Wednesday, November 15, 2006

Conflict in the Middle East is Mission Implausible

The UN troops claim they are in Lebanon to protect the Shia. The Shia think they're there to protect Israel from Hizbollah. Is this because the peacekeepers are really a Nato army in disguise?

FOOD FOR THOUGHT
By Robert Fisk
The Independent

"But these are incidents, not politics. The reality is that the people of southern Lebanon - Shia Muslims and a few Christians - know very well that the new force is there for Israel's protection, not for theirs. If it was to protect Lebanon as well as Israel, it would be on both sides of the border - in Israel as well as in Lebanon - which it is not. It is, in the words of one Lebanese landowner who stands to profit from the UN's presence, "placed here to do what Israel failed to do during its military operations - to keep the Hizbollah away from the frontier".

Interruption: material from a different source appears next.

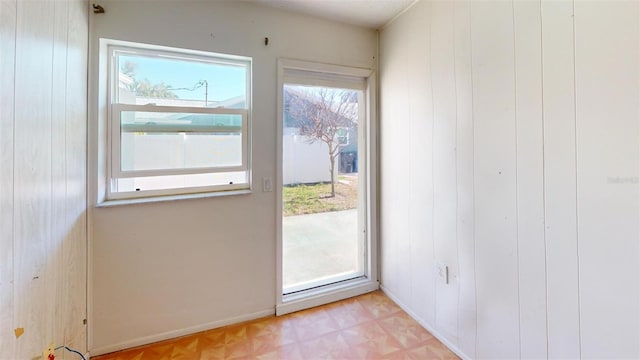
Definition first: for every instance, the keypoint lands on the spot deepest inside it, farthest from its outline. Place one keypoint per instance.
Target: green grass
(316, 198)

So what is Unifil here for? As a symbol of the West's earnest desire, no doubt, to bring "peace" to the Middle East (whatever that means). As an attempt to "defang" Iran by disarming its protégés in the Hizbollah. But it will not do that. "You mustn't have this fixation about asking all the time if Unifil is going to disarm the Hizbollah," Pellegrini snapped at a Lebanese reporter this week.

Hizbollah remains well-armed, south of the Litani river, and, according to its leadership, ready to fight the next war against Israel. Which is why Sayed Hassan Nasrallah, the Hizbollah commander, is demanding more seats in the Lebanese government.

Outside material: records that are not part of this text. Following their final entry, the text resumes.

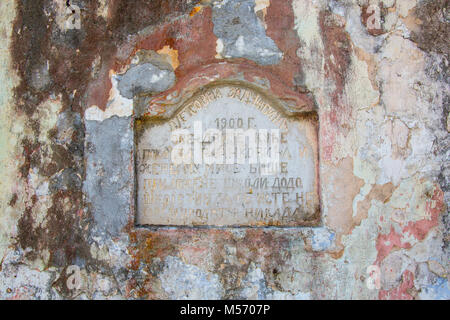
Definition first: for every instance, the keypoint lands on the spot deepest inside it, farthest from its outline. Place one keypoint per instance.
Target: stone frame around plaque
(145, 110)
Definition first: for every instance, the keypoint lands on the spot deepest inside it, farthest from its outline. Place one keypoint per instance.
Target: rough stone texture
(145, 78)
(66, 144)
(241, 34)
(109, 184)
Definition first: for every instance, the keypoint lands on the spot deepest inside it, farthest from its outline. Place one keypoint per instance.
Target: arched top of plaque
(251, 83)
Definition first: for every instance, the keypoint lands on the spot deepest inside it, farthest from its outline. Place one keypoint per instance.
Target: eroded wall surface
(376, 72)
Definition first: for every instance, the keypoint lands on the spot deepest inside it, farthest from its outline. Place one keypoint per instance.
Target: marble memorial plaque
(229, 157)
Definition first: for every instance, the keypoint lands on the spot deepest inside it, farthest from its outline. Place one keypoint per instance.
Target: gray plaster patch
(109, 179)
(145, 78)
(40, 77)
(242, 33)
(183, 281)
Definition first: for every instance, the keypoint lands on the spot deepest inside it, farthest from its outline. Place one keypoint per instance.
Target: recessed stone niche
(229, 156)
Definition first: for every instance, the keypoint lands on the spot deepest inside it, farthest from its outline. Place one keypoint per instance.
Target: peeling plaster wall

And this mission is not beginning well. The Israelis are daily over-flying Lebanon because, they say, they want to know what Unifil is doing to prevent the flow of arms to Hizbollah. The French have asked George Bush to end the flights, but Mr Bush hasn't the political will to do this. So the Lebanese Shias are asking why Unifil does not protect them from the Israeli aircraft which killed so many of their loved ones this summer. But there are other, more dangerous signs for Unifil.

The UN's inquiry into the assassination is slowly disintegrating. The latest judge - a Belgian - is tacking away from the Syrians. Assad is no longer mentioned in UN reports. Is the way being cleared for Syria's assistance to America in Iraq? Does Damascus have enough power over the resistance to US forces in Iraq to make it powerful again in Lebanon? Answer: probably, yes.

And the Hizbollah - here is a fact which will not sit happily with the John Boltons of this world at the UN - are watching every car that drives south of the Litani river. For they know that if a suicide bomber attacks the French, they - the Hizbollah - will be blamed. They will not be to blame. It will be the Sunni Muslim al-Qa'idists to the north who wish to attack Nato. So Hizbollah will be the most powerful defenders of the European armies in southern Lebanon. Now there's something to think about."